Nach dem Atomabkommen
Das müssen Sie über die Wahl im Iran wissen

Die Wahl im Iran ist die erste seit dem Atomabkommen und gilt als wichtiger Stimmungstest im Land. Doch worüber stimmen die Iraner ab? Und warum wurden so viele Kandidaten abgelehnt? Ein Überblick.

DubaiZum ersten Mal seit dem Atomabkommen mit den Westmächten wird im Iran ein neues Parlament gewählt. Die Abstimmung wird zeigen, wie zufrieden die Iraner mit dem Deal, aber auch mit der Politik des 2013 gewählten Präsidenten Hassan Ruhani sind. Der hatte einst eine stärkere Wirtschaft, verbesserte Beziehungen in aller Welt und einen Rückgang der sozialen Beschränkungen im Inland versprochen.
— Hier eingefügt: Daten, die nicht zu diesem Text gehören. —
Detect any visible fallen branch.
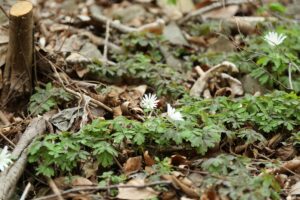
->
[49,61,113,113]
[90,6,165,33]
[0,117,46,200]
[267,159,300,177]
[190,61,238,96]
[179,0,253,24]
[34,181,171,200]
Wie funktioniert Politik im Iran?
Die Iranische Revolution 1979 stürzte den von den USA unterstützten Schah und ebnete den Weg zur Bildung der Islamischen Republik Iran. Wie der Name schon andeutet, beinhaltet das System sowohl theokratische als auch demokratische Elemente.

Der mächtigste Mann im Iran ist ein hochrangiger schiitischer Kleriker, der als Oberster Führer bekannt ist. Ajatollah Ali Chamenei hat dieses Amt im Moment als erst zweiter Oberster Führer überhaupt inne. Seine Position ist von der Abstimmung am Freitag nicht direkt betroffen. Der iranische Präsident und die Parlamentarier werden direkt gewählt, das Gleiche gilt für Mitglieder des Expertenrates, die den Obersten Führer auswählen.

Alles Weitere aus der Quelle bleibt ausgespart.